“En la prisión también está Cristo”

“En la prisión también está Cristo”

Dentro de las variadas obras de Misericordia que nos presenta la Sagrada Escritura, esas acciones caritativas mediante las cuales ayudamos a nuestro prójimo en sus necesidades corporales y espirituales, está explícitamente indicado en el Evangelio: “estaba… en la cárcel y me viniste a ver” (Mt 25, 36).

Cada uno de nosotros será juzgado por el amor que hayamos puesto en nuestras obras; y es claro que, para Jesús, si nuestra vida de fe no se traduce en servicio compasivo y misericordioso por el prójimo, no alcanzaremos plenamente la salvación. En nuestro camino encontramos diariamente muchas oportunidades de practica las obras de misericordia con el prójimo. Sin embargo, el Señor puede regalar a una persona o grupo el carisma para trabajar con mayor ahínco en una obra determinada. Como dice el Apóstol: “Hay diversidad de carismas, pero el Espíritu es el mismo; diversidad de ministerios, pero el Señor es el mismo; diversidad de operaciones, pero es el mismo Dios que obra en todos. A cada cual se le otorga la manifestación del Espíritu para provecho común” (1Cor 12, 4-7).

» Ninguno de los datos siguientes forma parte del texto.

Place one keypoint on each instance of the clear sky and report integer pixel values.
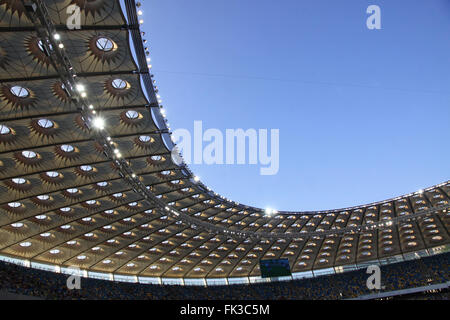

A lo largo de la historia, el Espíritu Santo ha ido manifestando en la Iglesia diversidad de carismas y servicios en bien de todas las necesidades, tanto de sus miembros como de aquellos que no profesan nuestra misma fe, pues la ayuda dada al otro no debe tener nunca este tipo de limitaciones.

Sabemos que el Hombre-Dios, Jesucristo, ha venido a salvar a toda la humanidad; y de manera preferencial, a los excluidos y marginados, a quienes el Papa Francisco suele llamar “los de la periferia.” Y es que, en verdad, la Iglesia es y será siempre un hospital de campaña, para ir a curar las heridas y toda clase de padecimientos con el bálsamo del amor de Cristo.

Entre los que padecen esta marginación están asimismo los privados de libertad. Independientemente de los delitos y faltas cometidas contra sus semejantes, son hijos e hijas de Dios -con circunstancias personales y familiares muchas veces complejas y llenas de heridas- cuyos sufrimientos también son dignos de compasión y que merecen una oportunidad de rehabilitación y reconciliación con la sociedad.

Este proceso se inicia reconociendo con humildad la necesidad de perdonar y ser perdonado. No hay ser humano que no peque, que no haya fallado a Dios y al prójimo. Pero, el pecado cometido se anula por el perdón que es gracia de Dios, por medio de Jesucristo. Y Cristo no desaprovecha oportunidad para dar el perdón y la vida eterna hasta al más vil pecador, si este reconoce su culpa y su pecado.

Ahí vemos la hermosa escena evangélica del Calvario: dos malhechores que nos representan. Uno que no teme a Dios y a las consecuencias de morir alejado de la gracia divina; y otro que reconoce que muere por sus culpas, pero se deja tocar por la mise ricordia en el último momento: “«Jesús, cuando llegues a tu reino acuérdate de mí.» Jesús le contestó: «Te aseguro que hoy estarás conmigo en el paraíso»” (Lc 23, 42). Esta respuesta de Jesús al llamado “buen ladrón” vale para todo pecador que, al reconocer su falta, suscita que, incluso en la postrera hora, la misericordia del Señor se active.

Cada 24 de septiembre celebramos a la Virgen Santísima bajo la advocación de Nuestra Señora de La Merced, cuyo Corazón Misericordioso, asociado al de su Divino Hijo, patrocinó el carisma de la Orden de La Merced, cuyos miembros han realizado una labor encomiable a lo largo de los siglos en favor de los cautivos.

Sea propicia la oportunidad de solidarizarnos con todos aquellos que, en nombre de Jesús y de la Iglesia, son las manos y el corazón misericordioso de Cristo, prestando su servicio en la atención a los privados de libertad, descubriendo en sus rostros el mismo rostro del Crucificado y, asistiendo a sus almas heridas, socorren al mismo Señor Jesucristo que, en ellos, también está en la prisión. Nuestra Señora de La Merced ruega por nosotros.